By adding a small line to their financial reports, Walt Disney Co. Clearly change their image from what a traditional media company has felt the damaging effects of wear, to an innovative streaming giant. And this is months before it even launches the product centrally for its streaming strategy.
Disney posted results for his last quarter late Tuesday, and for the first time included a line item for his cross-country direct consumer business. Today, the department consists of Disney's interests in Hulu and BAMTech, its international channels and the ESPN + sports streaming service released in April last year. These assets generated revenues of $ 918 million – just 6 percent of Disney's total sales – and lost $ 136 million in the period, mainly due to the cost of investing in streaming. But in the end, this business will be led by Disney +, the company's soon-to-come version of Netflix.

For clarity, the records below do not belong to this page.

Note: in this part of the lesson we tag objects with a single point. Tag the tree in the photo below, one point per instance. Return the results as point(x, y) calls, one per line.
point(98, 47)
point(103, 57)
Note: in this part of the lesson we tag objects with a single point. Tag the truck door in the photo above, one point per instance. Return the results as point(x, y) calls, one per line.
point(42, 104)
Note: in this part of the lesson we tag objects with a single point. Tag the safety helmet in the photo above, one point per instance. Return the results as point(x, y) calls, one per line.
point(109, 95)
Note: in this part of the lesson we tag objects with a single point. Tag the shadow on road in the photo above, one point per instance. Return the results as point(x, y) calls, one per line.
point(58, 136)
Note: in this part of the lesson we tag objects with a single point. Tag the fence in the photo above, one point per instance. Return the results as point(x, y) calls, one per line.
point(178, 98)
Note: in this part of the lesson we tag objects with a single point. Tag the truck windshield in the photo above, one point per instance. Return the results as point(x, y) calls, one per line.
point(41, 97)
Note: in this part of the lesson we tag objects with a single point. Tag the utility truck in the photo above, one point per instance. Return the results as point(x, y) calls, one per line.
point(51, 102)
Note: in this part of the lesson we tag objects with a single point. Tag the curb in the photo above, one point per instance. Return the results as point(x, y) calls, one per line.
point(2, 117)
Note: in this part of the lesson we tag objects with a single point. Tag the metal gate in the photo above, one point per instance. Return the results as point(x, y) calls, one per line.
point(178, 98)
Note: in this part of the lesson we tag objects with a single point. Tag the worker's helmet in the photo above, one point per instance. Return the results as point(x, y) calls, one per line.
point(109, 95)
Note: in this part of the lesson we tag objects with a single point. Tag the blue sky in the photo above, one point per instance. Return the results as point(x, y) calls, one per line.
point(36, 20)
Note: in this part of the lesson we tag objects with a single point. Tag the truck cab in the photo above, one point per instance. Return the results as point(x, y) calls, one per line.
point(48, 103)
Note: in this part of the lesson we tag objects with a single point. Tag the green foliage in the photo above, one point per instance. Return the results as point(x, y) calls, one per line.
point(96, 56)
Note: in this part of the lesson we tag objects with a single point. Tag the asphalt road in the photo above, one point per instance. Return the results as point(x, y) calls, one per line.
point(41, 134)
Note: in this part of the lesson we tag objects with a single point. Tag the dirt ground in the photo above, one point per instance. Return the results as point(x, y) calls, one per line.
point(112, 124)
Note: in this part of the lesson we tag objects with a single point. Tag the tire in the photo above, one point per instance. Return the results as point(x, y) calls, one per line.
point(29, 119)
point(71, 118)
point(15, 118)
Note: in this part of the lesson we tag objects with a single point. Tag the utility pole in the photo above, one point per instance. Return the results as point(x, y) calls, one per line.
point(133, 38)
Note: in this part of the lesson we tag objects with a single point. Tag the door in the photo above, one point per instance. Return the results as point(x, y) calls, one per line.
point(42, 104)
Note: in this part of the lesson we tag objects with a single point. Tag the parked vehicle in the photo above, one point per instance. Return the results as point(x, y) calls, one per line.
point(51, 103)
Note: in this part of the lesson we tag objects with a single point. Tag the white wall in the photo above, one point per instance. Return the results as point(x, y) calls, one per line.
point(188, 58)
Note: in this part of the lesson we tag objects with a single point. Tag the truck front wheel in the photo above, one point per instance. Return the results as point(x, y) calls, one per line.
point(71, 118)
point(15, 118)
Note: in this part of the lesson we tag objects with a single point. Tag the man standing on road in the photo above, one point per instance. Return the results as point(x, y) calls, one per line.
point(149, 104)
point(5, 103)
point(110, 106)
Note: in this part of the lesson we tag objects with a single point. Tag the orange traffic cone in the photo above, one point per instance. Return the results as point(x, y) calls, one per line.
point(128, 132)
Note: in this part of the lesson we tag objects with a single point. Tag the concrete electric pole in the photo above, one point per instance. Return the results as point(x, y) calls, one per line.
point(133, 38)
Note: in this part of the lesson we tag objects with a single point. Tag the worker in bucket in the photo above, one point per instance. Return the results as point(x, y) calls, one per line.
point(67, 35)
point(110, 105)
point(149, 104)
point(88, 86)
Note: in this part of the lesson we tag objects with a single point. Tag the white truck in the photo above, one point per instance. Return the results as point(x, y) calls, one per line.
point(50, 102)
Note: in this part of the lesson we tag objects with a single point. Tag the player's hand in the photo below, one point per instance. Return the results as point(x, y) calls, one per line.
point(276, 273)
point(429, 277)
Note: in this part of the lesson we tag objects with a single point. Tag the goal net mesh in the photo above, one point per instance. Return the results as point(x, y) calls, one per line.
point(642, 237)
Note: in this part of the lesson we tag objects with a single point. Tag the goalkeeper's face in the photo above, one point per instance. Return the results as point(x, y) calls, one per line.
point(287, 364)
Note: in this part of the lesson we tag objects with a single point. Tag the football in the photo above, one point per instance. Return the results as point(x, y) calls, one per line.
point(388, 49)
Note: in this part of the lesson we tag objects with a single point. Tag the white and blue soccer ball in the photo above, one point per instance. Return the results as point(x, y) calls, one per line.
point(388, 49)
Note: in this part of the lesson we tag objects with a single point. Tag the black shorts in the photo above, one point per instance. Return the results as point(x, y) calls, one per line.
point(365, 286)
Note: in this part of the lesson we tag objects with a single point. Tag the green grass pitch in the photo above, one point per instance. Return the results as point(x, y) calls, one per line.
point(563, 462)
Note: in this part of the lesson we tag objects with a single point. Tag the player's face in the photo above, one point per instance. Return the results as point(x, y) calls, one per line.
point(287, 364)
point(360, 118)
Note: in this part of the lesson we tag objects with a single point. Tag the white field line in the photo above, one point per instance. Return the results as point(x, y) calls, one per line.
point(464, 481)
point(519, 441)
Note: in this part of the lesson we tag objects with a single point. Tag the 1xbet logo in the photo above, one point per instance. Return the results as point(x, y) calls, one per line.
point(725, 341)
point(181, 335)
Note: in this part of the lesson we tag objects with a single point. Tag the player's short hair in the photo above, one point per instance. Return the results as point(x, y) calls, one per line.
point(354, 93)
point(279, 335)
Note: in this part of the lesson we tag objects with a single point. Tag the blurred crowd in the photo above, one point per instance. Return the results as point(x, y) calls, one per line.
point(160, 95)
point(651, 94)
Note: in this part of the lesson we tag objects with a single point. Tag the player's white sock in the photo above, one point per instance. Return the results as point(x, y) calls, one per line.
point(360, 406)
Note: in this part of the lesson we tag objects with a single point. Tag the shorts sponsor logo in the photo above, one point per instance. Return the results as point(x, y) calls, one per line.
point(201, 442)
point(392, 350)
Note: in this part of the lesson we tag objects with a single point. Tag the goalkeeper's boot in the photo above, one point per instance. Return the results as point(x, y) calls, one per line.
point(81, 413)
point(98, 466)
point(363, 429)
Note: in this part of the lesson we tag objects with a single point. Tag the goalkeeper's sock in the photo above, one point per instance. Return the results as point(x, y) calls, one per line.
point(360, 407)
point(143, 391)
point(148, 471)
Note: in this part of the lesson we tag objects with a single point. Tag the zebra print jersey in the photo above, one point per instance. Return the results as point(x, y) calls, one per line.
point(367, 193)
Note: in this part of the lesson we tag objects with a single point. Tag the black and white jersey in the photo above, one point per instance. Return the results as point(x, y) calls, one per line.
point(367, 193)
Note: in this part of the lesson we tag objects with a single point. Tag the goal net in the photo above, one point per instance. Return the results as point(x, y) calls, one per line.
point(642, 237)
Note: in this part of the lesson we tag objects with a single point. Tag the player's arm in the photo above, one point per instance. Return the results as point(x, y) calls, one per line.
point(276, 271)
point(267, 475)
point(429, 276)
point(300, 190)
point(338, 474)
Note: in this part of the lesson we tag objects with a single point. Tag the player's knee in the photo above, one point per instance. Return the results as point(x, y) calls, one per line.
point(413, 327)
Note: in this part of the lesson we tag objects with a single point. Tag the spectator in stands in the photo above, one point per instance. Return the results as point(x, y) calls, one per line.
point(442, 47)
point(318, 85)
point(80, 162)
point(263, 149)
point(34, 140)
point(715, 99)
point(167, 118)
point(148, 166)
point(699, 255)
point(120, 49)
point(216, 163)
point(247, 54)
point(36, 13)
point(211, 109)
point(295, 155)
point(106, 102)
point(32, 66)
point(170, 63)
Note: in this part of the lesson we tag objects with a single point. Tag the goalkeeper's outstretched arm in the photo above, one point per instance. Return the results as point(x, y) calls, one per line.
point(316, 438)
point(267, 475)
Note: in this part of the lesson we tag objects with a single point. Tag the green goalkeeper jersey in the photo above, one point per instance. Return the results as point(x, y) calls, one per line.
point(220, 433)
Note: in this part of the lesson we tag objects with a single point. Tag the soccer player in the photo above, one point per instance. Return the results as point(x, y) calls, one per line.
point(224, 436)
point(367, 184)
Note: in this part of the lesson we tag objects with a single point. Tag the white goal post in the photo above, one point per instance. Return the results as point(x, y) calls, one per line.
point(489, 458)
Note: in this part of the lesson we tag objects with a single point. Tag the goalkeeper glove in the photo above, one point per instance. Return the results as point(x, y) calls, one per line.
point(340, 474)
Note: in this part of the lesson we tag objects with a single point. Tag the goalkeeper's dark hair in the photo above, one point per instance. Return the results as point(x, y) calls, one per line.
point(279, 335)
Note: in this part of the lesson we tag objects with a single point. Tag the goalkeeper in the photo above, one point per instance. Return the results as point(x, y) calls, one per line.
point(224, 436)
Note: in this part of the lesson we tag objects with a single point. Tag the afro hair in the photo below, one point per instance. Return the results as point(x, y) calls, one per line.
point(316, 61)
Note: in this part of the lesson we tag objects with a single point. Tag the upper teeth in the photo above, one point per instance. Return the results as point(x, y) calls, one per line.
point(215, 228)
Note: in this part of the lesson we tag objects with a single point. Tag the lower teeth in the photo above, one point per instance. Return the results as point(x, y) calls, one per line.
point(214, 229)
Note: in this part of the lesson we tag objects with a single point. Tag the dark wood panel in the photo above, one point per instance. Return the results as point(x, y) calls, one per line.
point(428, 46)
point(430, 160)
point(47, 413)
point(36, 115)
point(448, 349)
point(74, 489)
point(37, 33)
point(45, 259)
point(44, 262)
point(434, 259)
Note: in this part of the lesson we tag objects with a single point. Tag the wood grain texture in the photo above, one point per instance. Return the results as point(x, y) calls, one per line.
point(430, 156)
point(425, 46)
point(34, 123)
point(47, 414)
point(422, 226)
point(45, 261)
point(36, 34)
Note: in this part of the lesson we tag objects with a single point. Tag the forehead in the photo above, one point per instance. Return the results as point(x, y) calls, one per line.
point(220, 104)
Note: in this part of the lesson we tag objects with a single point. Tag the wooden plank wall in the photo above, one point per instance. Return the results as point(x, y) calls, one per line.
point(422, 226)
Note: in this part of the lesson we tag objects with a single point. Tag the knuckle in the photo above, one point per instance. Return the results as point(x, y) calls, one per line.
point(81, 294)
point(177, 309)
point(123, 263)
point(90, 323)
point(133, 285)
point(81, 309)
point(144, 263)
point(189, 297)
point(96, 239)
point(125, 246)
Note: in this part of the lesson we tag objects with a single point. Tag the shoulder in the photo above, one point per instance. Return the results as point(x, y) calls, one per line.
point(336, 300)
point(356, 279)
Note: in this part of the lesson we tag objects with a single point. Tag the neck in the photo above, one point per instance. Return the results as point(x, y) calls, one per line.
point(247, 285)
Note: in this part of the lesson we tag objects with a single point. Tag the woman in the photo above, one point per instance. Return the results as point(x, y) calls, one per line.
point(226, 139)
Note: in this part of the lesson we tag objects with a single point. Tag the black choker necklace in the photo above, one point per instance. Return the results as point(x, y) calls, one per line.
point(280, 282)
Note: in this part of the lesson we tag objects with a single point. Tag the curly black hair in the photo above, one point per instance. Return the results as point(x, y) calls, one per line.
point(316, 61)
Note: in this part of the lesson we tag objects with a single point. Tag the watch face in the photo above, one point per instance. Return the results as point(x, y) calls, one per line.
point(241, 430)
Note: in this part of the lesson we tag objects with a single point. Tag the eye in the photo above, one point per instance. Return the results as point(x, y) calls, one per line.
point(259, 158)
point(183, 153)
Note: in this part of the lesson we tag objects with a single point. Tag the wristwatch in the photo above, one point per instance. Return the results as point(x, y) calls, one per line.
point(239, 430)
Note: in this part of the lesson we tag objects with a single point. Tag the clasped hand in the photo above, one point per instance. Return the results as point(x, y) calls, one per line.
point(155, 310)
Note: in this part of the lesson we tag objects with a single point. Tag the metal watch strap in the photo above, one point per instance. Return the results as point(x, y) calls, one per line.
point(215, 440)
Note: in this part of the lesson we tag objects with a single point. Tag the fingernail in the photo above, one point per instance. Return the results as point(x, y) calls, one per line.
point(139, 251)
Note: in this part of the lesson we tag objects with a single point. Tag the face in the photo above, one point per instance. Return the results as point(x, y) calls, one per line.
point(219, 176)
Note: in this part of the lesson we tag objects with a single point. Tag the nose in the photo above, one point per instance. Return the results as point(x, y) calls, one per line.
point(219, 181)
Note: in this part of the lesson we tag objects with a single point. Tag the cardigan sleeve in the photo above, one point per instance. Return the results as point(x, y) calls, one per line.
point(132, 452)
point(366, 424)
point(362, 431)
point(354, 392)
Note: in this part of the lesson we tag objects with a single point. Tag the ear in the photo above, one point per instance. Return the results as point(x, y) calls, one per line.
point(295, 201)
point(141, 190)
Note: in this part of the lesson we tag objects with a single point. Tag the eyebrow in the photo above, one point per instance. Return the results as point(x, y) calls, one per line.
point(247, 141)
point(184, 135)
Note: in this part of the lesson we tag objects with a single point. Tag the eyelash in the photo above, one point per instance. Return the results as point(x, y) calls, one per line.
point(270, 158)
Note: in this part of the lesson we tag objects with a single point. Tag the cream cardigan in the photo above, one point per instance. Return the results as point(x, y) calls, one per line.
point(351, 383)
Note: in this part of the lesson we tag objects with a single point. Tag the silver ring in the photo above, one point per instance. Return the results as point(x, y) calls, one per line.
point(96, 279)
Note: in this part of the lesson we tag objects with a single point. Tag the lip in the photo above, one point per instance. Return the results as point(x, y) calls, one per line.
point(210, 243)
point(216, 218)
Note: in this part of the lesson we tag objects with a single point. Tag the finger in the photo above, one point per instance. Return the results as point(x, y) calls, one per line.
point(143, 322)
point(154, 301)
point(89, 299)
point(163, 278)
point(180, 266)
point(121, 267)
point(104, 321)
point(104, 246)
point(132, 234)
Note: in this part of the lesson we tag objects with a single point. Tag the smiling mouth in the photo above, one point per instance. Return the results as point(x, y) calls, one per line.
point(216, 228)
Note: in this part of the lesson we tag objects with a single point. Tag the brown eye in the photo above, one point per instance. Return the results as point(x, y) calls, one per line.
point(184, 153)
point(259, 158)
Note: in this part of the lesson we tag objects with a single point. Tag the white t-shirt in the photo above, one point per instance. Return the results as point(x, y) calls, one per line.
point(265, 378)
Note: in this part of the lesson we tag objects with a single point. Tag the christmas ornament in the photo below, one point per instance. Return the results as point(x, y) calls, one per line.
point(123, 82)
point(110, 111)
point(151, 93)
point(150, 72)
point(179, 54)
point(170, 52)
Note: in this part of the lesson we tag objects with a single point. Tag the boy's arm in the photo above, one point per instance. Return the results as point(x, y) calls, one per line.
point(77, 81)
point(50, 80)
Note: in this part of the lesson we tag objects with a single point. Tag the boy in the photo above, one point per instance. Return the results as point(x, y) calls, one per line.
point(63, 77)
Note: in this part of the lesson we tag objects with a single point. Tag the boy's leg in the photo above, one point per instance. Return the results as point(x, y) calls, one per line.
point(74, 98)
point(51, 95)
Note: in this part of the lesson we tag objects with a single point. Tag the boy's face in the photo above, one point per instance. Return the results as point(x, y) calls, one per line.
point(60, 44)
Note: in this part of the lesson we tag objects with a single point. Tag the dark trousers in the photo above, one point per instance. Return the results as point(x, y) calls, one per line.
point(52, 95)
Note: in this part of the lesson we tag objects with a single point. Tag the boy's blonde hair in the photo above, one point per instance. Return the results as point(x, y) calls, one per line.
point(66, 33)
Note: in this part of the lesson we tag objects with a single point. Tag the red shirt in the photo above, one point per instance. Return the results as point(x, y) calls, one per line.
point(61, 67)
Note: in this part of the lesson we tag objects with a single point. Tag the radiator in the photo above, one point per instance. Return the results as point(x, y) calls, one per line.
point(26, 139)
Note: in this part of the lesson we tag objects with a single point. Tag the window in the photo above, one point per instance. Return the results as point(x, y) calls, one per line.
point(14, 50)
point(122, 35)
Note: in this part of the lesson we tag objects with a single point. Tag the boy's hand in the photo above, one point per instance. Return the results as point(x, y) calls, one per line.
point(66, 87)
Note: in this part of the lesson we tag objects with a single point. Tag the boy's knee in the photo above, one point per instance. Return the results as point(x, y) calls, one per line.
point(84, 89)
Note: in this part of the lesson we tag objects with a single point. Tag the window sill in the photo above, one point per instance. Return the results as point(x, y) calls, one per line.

While Disney + does not start before the end of 2019, there has already been a lot of buildup. The fact that a company that is as powerful as Disney and so thorough and reticent with its plans goes into the streaming wars is enough to alert competitors before anyone sees a prototype of the app. More importantly, a welcome shift in feelings for Disney has begun. The company's stock had fallen behind the market-based market in recent years, including a decline in the display of some of its TV networks, a trend that hurts advertising advertising, which is traditionally part of the lifeblood of a media company.
This is not Disney's first crack in streaming. It is a small branded product in the UK, called DisneyLife, which has served as a testing environment for Disney streaming strategy since 2015. CEO Bob Iger has previously discussed DisneyLife's experience, such as the technical complexities of running the service on various devices and operating systems, and the importance of getting the subscription price right. Finally, this experience has led to the acquisition of Disney's stake in BAMTech, a streaming technology company, because Iger acknowledged that the team had the technological know-how Disney lacked.
All this helps put the investor's confidence that the company is taking the right approach with the Disney + app, but it is still seeing how the direct consumer business will affect Disney as a whole. As I said in November, a streaming service will complicate decisions, including where to move specific content and concentrate resources. It can bring excitement over the Disney Empire at a time when the company seizes the disruptive integration of its $ 71 billion acquisition of 21st Century Fox Inc.'s movie and TV entertainment opportunities while trying to sort out a success plan for Again, that's 68 this month.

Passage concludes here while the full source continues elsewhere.